We recently found that the higher people score in Sensory Processing Sensitivity, the more they feel connected with the natural environment. In addition, those who are highly sensitive are also more connected with animals, although they do not report higher attachment to pets than less sensitive people.
It is assumed that the brain of sensitive individuals works differently. We investigated brain activation while participants were touched by hand. Our results showed stronger activation of the insular brain region for more sensitive individuals.
In our study, we interviewed highly sensitive adults regarding how they perceive and experience their sensitivity. We identified six themes that were mentioned by nearly all participants as key characteristics of being highly sensitive. However, there were also important differences in how people experience their sensitivity.
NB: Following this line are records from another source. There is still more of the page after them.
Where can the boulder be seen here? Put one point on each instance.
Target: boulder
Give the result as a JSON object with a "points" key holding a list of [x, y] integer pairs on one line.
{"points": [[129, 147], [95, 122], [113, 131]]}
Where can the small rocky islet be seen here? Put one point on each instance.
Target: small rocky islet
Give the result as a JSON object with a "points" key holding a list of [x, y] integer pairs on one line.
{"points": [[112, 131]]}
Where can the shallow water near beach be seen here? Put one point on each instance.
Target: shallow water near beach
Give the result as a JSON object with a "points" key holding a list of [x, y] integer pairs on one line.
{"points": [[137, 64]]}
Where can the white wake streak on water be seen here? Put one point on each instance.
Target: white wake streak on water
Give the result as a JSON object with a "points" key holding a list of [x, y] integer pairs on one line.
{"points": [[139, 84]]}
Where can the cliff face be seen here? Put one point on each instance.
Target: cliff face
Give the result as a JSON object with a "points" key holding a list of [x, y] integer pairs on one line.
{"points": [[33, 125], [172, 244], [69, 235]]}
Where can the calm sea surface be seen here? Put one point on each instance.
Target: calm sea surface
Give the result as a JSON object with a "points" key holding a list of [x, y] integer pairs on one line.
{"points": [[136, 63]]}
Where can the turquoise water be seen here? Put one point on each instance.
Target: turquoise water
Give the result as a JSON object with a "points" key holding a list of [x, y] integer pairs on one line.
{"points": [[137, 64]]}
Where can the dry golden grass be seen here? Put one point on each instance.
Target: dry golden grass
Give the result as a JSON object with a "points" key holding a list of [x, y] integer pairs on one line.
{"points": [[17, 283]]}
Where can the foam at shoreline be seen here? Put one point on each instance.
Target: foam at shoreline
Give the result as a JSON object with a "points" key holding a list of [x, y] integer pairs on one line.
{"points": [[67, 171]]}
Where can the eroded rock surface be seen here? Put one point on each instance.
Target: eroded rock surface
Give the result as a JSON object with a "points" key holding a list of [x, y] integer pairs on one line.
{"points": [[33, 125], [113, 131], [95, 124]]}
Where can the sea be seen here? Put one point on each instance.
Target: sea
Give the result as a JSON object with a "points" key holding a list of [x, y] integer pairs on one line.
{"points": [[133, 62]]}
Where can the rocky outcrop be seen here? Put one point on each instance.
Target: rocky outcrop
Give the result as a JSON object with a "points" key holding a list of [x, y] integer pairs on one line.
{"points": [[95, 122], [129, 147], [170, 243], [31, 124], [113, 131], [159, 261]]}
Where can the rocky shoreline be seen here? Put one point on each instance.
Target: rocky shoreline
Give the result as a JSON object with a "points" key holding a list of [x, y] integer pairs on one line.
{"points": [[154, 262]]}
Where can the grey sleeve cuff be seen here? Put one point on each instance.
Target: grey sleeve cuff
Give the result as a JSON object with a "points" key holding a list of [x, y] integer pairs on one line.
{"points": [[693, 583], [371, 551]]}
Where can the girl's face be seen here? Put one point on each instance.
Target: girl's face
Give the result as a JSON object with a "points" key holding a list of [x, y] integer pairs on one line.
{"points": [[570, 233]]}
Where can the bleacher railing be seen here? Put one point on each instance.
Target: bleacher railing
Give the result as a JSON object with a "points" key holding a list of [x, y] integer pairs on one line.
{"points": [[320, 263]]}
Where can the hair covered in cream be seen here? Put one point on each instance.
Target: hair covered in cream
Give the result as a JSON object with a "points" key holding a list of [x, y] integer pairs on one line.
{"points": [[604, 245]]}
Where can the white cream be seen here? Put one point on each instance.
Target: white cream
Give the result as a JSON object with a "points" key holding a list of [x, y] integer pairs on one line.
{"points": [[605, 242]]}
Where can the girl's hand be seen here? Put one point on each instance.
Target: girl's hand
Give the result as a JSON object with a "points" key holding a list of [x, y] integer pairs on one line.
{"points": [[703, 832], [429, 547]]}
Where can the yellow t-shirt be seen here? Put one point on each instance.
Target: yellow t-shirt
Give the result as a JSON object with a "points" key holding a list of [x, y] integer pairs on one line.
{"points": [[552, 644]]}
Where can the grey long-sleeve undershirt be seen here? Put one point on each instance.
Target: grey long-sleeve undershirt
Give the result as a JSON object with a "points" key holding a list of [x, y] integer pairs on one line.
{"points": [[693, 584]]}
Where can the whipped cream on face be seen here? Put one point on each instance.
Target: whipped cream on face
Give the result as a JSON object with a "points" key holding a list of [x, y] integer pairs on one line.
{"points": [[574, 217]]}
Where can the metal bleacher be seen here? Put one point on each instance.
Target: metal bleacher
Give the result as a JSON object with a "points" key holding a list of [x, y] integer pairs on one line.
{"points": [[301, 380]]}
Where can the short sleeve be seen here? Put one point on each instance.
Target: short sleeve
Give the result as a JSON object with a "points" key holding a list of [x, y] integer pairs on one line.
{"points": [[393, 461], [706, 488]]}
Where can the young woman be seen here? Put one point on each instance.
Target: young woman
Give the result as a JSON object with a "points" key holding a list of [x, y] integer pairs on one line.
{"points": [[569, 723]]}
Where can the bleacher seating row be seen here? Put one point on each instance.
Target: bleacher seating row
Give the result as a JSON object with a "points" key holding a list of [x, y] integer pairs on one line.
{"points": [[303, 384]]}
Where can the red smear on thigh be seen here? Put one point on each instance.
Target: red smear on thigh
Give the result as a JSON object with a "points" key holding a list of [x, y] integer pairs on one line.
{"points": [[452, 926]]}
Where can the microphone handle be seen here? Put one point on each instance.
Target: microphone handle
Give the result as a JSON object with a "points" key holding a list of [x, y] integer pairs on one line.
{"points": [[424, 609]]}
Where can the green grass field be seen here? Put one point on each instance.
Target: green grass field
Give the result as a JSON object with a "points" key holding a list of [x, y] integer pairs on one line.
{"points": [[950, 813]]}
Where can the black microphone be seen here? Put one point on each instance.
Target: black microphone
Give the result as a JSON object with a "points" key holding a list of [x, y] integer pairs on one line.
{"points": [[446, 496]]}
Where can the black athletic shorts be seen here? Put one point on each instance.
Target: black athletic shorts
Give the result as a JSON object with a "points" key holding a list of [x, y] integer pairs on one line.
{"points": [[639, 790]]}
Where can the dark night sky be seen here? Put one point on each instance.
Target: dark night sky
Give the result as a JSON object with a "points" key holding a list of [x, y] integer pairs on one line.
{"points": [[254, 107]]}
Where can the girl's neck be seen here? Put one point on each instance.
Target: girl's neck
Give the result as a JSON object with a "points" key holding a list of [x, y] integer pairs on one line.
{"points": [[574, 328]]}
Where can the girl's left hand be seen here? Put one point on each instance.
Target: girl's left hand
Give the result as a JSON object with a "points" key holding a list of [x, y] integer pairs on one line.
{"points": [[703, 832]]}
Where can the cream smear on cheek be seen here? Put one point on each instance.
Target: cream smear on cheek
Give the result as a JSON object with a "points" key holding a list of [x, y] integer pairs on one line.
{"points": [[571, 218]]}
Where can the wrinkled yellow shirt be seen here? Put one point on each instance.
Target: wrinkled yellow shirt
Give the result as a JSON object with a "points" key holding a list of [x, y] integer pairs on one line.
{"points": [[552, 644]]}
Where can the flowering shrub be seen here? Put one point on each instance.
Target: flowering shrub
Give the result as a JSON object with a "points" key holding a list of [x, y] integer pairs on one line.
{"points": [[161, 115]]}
We investigated highly sensitive children’s behaviour during the COVID-19 lockdown in Italy. Sensitive children showed fewer behavioural problems when experiencing a positive and supportive family environment at home during the lockdown.
Sensitive people are more affected by their experiences and sensitivity has a genetic basis. We tested whether genetic sensitivity predicts the response to a relationship education programme. We found that individuals with high genetic sensitivity improved more strongly regarding several aspects of relationship quality even two years after attending a relationship programme.
In Western cultures, lay perceptions and norms around wellbeing tend to emphasise being socially outgoing and high-arousal positive emotions, but not all people experience wellbeing in this way. In our study, we set out to explore what highly sensitive people do to maintain their wellbeing.
We found that unpredictability of the environment was predictive of greater increases in child externalizing problems. Furthermore, children with greater sensory processing sensitivity were more affected by an unstable context, showing greater increases and decreases in externalizing problems when raised under highly unpredictable versus stable context, respectively.
Theory suggests that differences in sensitivity are due to characteristics of the brain. We conducted a study to test whether certain brain regions predict sensitivity in a sample of boys. We found that boys with a larger amygdala were more sensitive to the quality of their childhood environment.